Answers to Rhoda’s questions on Common Agricultural Policy and UK exit from the EU

16 August 2016

Rhoda : To ask the Scottish Government whether it plans to protect the funding that is currently provided to land managers carrying out agrienvironment scheme work under pillar two of the common agricultural policy after the UK leaves the EU.

Fergus Ewing: I am engaging in discussions with key stakeholders to emphasise that we are still firmly in the EU and EU funded investment in Scotland continues, and I will be seeking clarity from UK Government on the funding of EU projects following a UK exit from the EU. The Scottish Government’s priority, following a strong, unequivocal Scottish vote to remain in the EU is to protect Scotland’s interests and we are intent on pursuing all options to protect Scotland’s relationship with the EU, and seeking to negotiate the best way forward for our farmers, crofters, land managers and for Scotland. European funding, such as the Scottish Rural Development Programme funding will clearly be a key part of those negotiations.

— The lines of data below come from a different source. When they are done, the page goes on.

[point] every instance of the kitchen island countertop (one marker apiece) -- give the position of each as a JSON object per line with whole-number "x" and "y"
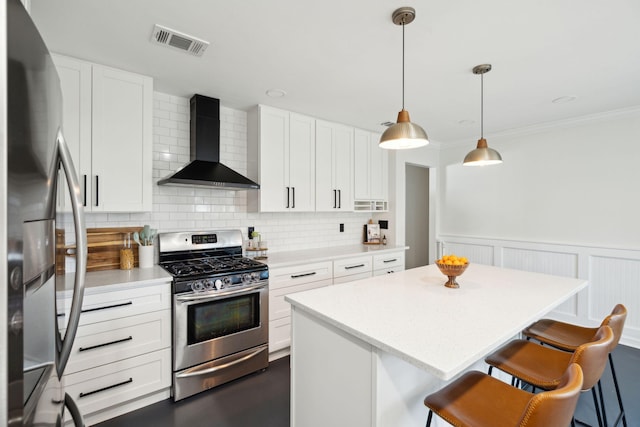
{"x": 374, "y": 348}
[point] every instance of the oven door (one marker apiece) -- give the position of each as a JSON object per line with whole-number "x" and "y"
{"x": 207, "y": 327}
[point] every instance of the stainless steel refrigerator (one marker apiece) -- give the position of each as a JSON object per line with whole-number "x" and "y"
{"x": 32, "y": 152}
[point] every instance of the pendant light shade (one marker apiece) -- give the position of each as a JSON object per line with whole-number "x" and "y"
{"x": 482, "y": 155}
{"x": 403, "y": 134}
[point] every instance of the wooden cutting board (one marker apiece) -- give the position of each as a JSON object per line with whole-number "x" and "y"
{"x": 103, "y": 245}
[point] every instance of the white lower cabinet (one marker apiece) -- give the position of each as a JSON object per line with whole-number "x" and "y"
{"x": 349, "y": 269}
{"x": 388, "y": 263}
{"x": 284, "y": 281}
{"x": 121, "y": 357}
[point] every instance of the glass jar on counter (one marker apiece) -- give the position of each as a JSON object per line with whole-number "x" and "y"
{"x": 126, "y": 253}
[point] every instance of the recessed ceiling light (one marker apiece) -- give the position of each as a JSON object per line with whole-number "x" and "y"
{"x": 564, "y": 99}
{"x": 276, "y": 93}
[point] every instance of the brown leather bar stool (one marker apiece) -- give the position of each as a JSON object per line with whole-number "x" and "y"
{"x": 479, "y": 400}
{"x": 569, "y": 337}
{"x": 542, "y": 367}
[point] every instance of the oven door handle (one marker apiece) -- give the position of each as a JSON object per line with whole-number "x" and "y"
{"x": 195, "y": 373}
{"x": 207, "y": 297}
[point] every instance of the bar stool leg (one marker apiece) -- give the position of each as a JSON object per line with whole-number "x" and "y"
{"x": 604, "y": 411}
{"x": 615, "y": 383}
{"x": 597, "y": 406}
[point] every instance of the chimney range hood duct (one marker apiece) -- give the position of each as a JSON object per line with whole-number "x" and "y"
{"x": 205, "y": 169}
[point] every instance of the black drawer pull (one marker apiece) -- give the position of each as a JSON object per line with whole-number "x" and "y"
{"x": 129, "y": 338}
{"x": 130, "y": 380}
{"x": 105, "y": 307}
{"x": 295, "y": 276}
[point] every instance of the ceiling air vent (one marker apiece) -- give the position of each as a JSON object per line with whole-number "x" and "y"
{"x": 168, "y": 37}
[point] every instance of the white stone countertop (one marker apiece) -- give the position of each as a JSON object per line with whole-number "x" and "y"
{"x": 285, "y": 259}
{"x": 116, "y": 279}
{"x": 412, "y": 315}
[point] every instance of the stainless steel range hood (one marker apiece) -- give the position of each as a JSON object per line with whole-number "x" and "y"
{"x": 205, "y": 169}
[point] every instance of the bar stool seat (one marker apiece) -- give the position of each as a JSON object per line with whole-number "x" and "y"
{"x": 569, "y": 337}
{"x": 543, "y": 367}
{"x": 479, "y": 400}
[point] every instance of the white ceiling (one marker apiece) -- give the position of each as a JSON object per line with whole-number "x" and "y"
{"x": 341, "y": 60}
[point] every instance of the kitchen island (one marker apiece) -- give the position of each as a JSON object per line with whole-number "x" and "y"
{"x": 366, "y": 353}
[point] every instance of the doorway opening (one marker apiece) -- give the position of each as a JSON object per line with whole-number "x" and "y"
{"x": 416, "y": 216}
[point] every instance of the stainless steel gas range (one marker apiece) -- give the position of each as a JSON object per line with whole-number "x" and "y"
{"x": 220, "y": 309}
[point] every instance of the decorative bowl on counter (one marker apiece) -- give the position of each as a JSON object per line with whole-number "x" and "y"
{"x": 452, "y": 267}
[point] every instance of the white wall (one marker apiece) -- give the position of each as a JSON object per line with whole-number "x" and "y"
{"x": 180, "y": 208}
{"x": 576, "y": 183}
{"x": 564, "y": 202}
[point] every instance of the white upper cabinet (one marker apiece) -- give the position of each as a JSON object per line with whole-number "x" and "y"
{"x": 284, "y": 144}
{"x": 371, "y": 173}
{"x": 334, "y": 167}
{"x": 107, "y": 122}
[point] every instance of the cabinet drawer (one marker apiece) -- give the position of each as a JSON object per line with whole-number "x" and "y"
{"x": 350, "y": 266}
{"x": 387, "y": 271}
{"x": 389, "y": 261}
{"x": 279, "y": 308}
{"x": 108, "y": 305}
{"x": 279, "y": 334}
{"x": 106, "y": 342}
{"x": 110, "y": 385}
{"x": 298, "y": 274}
{"x": 351, "y": 277}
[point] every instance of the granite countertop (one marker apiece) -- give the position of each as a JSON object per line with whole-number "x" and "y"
{"x": 412, "y": 315}
{"x": 117, "y": 279}
{"x": 284, "y": 259}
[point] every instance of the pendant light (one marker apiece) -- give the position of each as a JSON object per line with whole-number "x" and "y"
{"x": 403, "y": 134}
{"x": 482, "y": 155}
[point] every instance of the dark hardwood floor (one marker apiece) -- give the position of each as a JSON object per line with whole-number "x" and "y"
{"x": 262, "y": 399}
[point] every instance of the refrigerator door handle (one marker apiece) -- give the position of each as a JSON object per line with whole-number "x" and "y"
{"x": 76, "y": 416}
{"x": 81, "y": 255}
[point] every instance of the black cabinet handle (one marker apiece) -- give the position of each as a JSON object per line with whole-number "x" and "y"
{"x": 295, "y": 276}
{"x": 109, "y": 387}
{"x": 106, "y": 307}
{"x": 93, "y": 347}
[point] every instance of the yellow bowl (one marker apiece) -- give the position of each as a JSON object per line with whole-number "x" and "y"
{"x": 452, "y": 271}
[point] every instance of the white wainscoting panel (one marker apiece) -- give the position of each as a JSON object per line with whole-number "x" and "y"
{"x": 613, "y": 274}
{"x": 614, "y": 280}
{"x": 480, "y": 254}
{"x": 557, "y": 263}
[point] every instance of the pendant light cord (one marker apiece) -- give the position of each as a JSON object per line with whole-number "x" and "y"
{"x": 482, "y": 105}
{"x": 403, "y": 63}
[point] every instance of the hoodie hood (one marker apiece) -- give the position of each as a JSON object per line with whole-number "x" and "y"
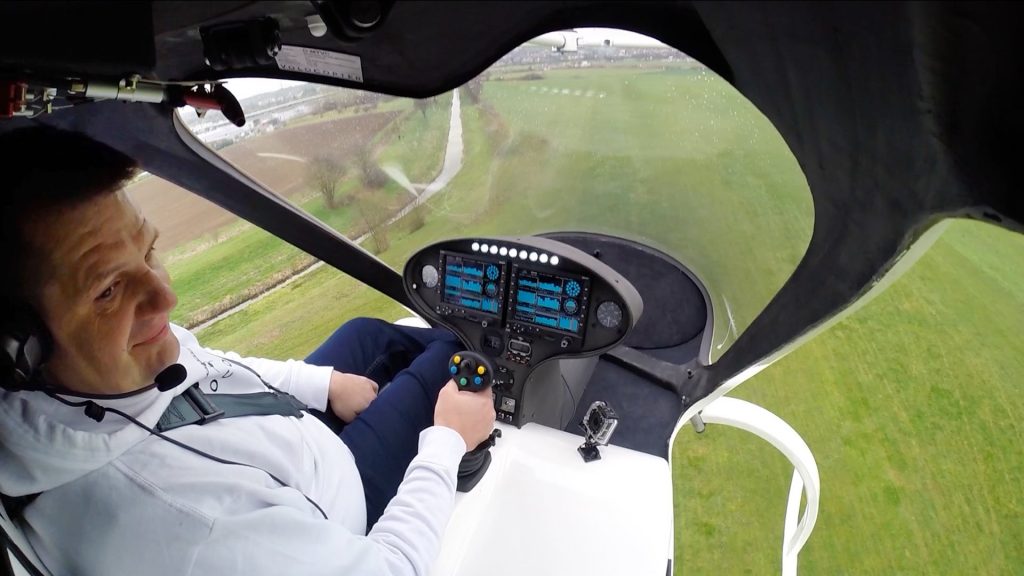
{"x": 45, "y": 444}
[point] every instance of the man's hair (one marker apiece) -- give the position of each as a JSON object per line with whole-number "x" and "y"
{"x": 46, "y": 168}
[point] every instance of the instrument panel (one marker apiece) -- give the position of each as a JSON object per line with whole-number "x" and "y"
{"x": 521, "y": 301}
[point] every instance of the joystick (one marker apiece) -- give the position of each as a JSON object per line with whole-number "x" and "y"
{"x": 473, "y": 372}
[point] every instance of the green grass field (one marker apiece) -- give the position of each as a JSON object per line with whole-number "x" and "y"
{"x": 252, "y": 259}
{"x": 908, "y": 405}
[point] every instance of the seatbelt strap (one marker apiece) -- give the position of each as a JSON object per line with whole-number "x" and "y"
{"x": 195, "y": 407}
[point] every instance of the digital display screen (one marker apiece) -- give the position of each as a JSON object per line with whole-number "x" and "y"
{"x": 552, "y": 301}
{"x": 472, "y": 284}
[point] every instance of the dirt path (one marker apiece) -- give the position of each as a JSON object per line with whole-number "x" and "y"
{"x": 450, "y": 168}
{"x": 276, "y": 159}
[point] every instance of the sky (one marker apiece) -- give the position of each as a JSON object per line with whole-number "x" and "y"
{"x": 245, "y": 87}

Rhoda : To ask the Scottish Government what discussions it has had or plans with the UK Government to ensure that the "greening” element of the common agricultural policy will not be weakened before the UK leaves the EU.

Fergus Ewing: The approach to the greening element of the common agricultural policy in Scotland is a matter for Scottish Ministers. The European Commission has recently published proposals for simplifying the greening measures, and we are currently engaging with key stakeholders to discuss these proposals and to consider if any changes should be made to the greening measures in Scotland. Scotland remains part of the EU and is required to comply with the greening rules set out in the CAP regulations.

Rhoda : To ask the Scottish Government whether it plans to ensure that the system that will replace the common agricultural policy after the UK leaves the EU will tie direct payments to delivering wider social and environmental aims.

Fergus Ewing: Tying direct payments to delivering environmental benefits is currently included as part of the common agricultural policy through the greening element, that requires farmers and crofters to deliver measures beneficial for the climate and the environment.

Farmers and crofters rely, above almost anyone else in Scotland, on EU funding as part of their incomes, which helps them to deliver those environmental benefits and other public goods, and we are actively seeking clarity from UK Government on the provision of funding in the event that Scotland is removed from the EU as part of the UK. The Scottish Government’s priority, following a strong, unequivocal Scottish vote to remain in the EU is to protect Scotland’s interests, and, we are intent on pursuing all options to protect Scotland’s relationship with the EU, and seeking to negotiate the best way forward for our farmers, crofters and for Scotland.